I am a Marie Sklodowska-Curie Early Stage Researcher in the MAGISTER consortium which seeks to utilize machine learning to understand and predict thermoacoustic oscillations in aircraft engines or gas turbines. My job, as I see it, is to serve as a liasion between the probabilistic machine learning group led by my PhD supervisor Professor Carl Rasmussen and the flow instability and adjoint optimization group led by my advisor Professor Matthew Juniper. We are currently looking at data from both small-scale and large-scale combustors to explore how ML techniques can use this data to enable both better designs and safe operation for these machines.

Broadly speaking, I am interested in high-stakes applications of probabilistic machine learning techniques.

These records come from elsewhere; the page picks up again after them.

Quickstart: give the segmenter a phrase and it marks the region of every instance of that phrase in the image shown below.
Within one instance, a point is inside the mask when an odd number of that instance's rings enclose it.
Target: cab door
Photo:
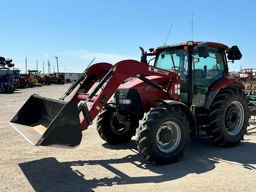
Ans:
[[[198,57],[196,51],[194,57]],[[193,98],[192,102],[196,107],[204,107],[206,95],[210,86],[223,76],[224,60],[223,51],[218,48],[209,47],[209,56],[200,58],[198,63],[193,64]]]

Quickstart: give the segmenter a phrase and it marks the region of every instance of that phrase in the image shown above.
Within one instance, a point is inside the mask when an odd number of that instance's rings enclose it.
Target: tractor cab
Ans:
[[[57,75],[56,73],[53,73],[51,74],[50,74],[49,76],[51,77],[57,77]]]
[[[230,49],[211,42],[189,41],[151,49],[154,52],[147,55],[155,56],[154,66],[180,74],[181,101],[196,107],[204,107],[209,88],[228,75],[226,52],[233,62],[242,57],[237,46]]]

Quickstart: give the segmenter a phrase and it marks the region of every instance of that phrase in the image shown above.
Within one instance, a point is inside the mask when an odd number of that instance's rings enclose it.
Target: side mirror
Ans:
[[[209,56],[209,48],[207,42],[198,43],[197,45],[198,51],[198,56],[200,57],[206,58]]]
[[[199,58],[197,57],[193,58],[193,63],[198,63],[199,62]]]
[[[240,60],[242,58],[242,54],[237,46],[232,46],[228,50],[227,56],[228,60]]]
[[[140,49],[141,51],[141,55],[140,55],[140,62],[147,64],[148,61],[147,61],[147,52],[146,52],[144,51],[144,49],[140,46]]]
[[[154,48],[150,48],[148,50],[149,50],[149,51],[150,51],[150,52],[153,52],[154,50]]]

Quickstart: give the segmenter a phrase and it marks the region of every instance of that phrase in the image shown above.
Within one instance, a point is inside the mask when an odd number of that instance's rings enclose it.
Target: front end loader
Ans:
[[[238,144],[249,110],[243,85],[227,76],[226,55],[240,59],[237,46],[190,41],[150,50],[141,48],[141,62],[91,66],[59,100],[31,96],[10,124],[33,145],[74,148],[98,115],[102,139],[124,143],[136,134],[140,152],[159,164],[176,161],[190,137],[224,147]],[[154,65],[147,56],[156,56]],[[136,78],[124,82],[131,77]]]

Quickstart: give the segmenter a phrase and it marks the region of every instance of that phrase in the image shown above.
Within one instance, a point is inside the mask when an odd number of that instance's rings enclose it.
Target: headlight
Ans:
[[[120,104],[132,104],[132,100],[130,99],[119,99],[119,103]]]

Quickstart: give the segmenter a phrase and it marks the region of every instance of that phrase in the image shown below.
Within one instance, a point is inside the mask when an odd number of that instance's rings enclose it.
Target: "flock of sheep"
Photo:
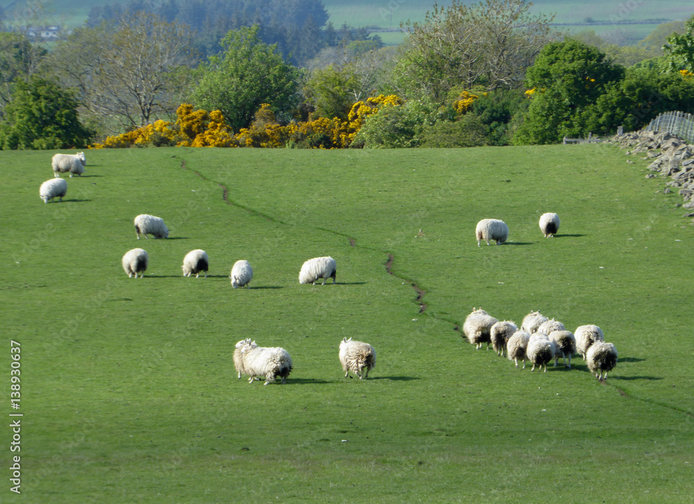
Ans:
[[[41,184],[40,195],[47,203],[54,198],[62,198],[67,192],[67,182],[60,177],[60,173],[81,175],[85,171],[86,159],[84,153],[76,155],[56,154],[53,157],[51,166],[54,177]],[[155,238],[169,237],[169,229],[160,217],[148,214],[139,215],[134,220],[137,239],[140,235],[147,238],[151,234]],[[540,217],[540,229],[545,238],[553,236],[559,230],[559,218],[556,214],[543,214]],[[494,241],[497,245],[508,239],[509,227],[498,219],[483,219],[475,229],[477,246],[484,240],[489,245]],[[146,251],[134,248],[123,256],[123,269],[128,277],[140,278],[144,275],[149,262]],[[191,250],[183,258],[181,268],[185,277],[201,273],[207,277],[210,268],[210,259],[207,252],[201,249]],[[336,283],[337,264],[330,257],[315,257],[306,261],[299,272],[300,284],[315,284],[316,281],[332,279]],[[232,287],[246,286],[250,288],[253,279],[253,268],[248,261],[242,259],[234,263],[229,275]],[[564,324],[552,319],[548,319],[539,311],[532,312],[523,320],[520,329],[511,321],[498,321],[482,309],[474,309],[465,320],[463,333],[468,340],[477,349],[486,343],[487,349],[491,345],[499,356],[507,356],[514,360],[516,367],[523,360],[523,369],[526,360],[532,363],[535,367],[547,371],[547,364],[555,361],[555,367],[559,357],[564,360],[564,366],[570,368],[571,356],[577,352],[586,361],[589,369],[595,374],[599,380],[604,380],[607,372],[617,364],[617,350],[612,343],[604,342],[602,331],[595,325],[584,325],[578,327],[575,333],[567,331]],[[340,342],[339,360],[345,377],[352,373],[359,379],[366,378],[370,370],[376,362],[373,347],[361,341],[353,341],[345,338]],[[567,363],[568,359],[568,363]],[[234,365],[239,378],[249,376],[248,382],[265,379],[264,385],[273,382],[279,376],[284,383],[291,371],[291,358],[289,353],[280,347],[259,347],[251,339],[242,340],[236,344],[234,351]],[[603,375],[604,373],[604,375]]]
[[[523,369],[525,369],[525,362],[530,360],[531,371],[537,367],[539,370],[544,367],[546,372],[547,365],[554,360],[556,367],[559,357],[564,367],[570,368],[571,356],[577,352],[600,381],[606,379],[607,372],[617,365],[617,349],[612,343],[605,342],[600,327],[583,325],[572,333],[561,322],[548,319],[539,311],[525,315],[519,329],[512,321],[499,321],[482,309],[473,309],[465,319],[463,333],[477,349],[484,343],[487,349],[492,345],[497,355],[507,356],[516,367],[518,360],[523,360]]]

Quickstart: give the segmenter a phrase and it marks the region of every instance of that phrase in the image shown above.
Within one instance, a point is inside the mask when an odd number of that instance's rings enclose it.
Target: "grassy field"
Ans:
[[[595,145],[97,150],[44,205],[52,154],[0,152],[0,390],[17,412],[13,340],[24,415],[21,496],[0,429],[2,502],[692,502],[694,234],[647,162]],[[169,238],[138,241],[141,213]],[[487,217],[507,244],[476,246]],[[135,247],[137,280],[120,264]],[[183,277],[198,247],[208,278]],[[338,284],[299,285],[328,254]],[[239,259],[251,289],[230,286]],[[578,356],[516,370],[461,338],[480,306],[597,324],[619,364],[607,384]],[[345,336],[375,348],[368,380],[344,378]],[[285,385],[237,379],[245,338],[287,349]]]

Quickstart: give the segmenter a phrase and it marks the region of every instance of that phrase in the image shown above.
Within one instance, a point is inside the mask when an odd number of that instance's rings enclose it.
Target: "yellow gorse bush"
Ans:
[[[346,148],[351,145],[367,117],[382,107],[398,106],[403,103],[394,94],[381,94],[353,105],[347,121],[337,117],[319,117],[287,125],[279,124],[270,105],[263,103],[255,113],[251,126],[242,128],[235,134],[220,111],[195,110],[189,103],[183,103],[176,110],[175,123],[158,120],[154,124],[107,137],[103,143],[94,144],[90,148],[161,145],[266,148],[296,145],[313,148]]]

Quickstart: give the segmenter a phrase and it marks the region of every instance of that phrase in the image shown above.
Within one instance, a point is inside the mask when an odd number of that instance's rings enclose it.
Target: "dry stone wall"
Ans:
[[[648,169],[654,173],[646,177],[657,173],[669,177],[665,192],[678,191],[684,199],[682,207],[690,212],[684,216],[694,217],[694,146],[671,133],[647,130],[618,134],[610,143],[625,149],[627,155],[652,159]]]

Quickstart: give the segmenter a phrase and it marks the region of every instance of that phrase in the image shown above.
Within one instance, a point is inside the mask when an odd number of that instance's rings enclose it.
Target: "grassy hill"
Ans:
[[[0,388],[17,412],[13,340],[24,415],[22,495],[3,502],[691,501],[694,236],[647,162],[595,145],[96,150],[44,205],[51,155],[0,152]],[[141,213],[169,238],[137,241]],[[476,246],[487,217],[509,243]],[[135,247],[137,280],[120,265]],[[208,278],[183,277],[198,247]],[[299,285],[327,254],[338,284]],[[230,287],[239,259],[251,289]],[[480,306],[597,324],[619,364],[607,384],[579,357],[517,370],[461,338]],[[344,377],[346,336],[375,348],[366,381]],[[287,349],[285,385],[237,379],[245,338]]]

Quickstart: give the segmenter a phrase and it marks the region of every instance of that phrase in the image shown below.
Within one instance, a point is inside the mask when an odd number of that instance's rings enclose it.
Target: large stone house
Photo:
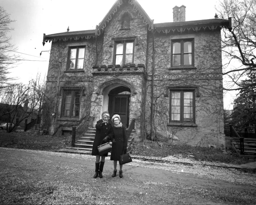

The consequences of failure for an ML algorithm that monitors the sensors of an aircraft engine are very different from one that recognizes faces in social media photos or recommends music. These critical applications often place a high premium on principled uncertainty estimates, applicability to limited datasets and interpretability: something probabilistic machine learning techniques like Gaussian processes can offer. Marrying these completely data-driven techniques with physical modeling for more robust predictions and sensible extrapolations is also something that intrigues me.

I am also a dilettante computational chemist and am curious about how probabilistic machine learning can improve our ability to predict protein aggregation and protein dynamics. Protein aggregates, of course, play both functional and pathological roles in the human body while protein dynamics is crucial to the functioning of many enzymes. Compared to the static structure prediction problem, however, both aggregation and dynamics are harder to characterize experimentally and lack extensive databases. Can Bayesian techniques shine in this data-limited regime and achieve results comparable to expensive simulations which consume many thousand of supercomputer core-hours?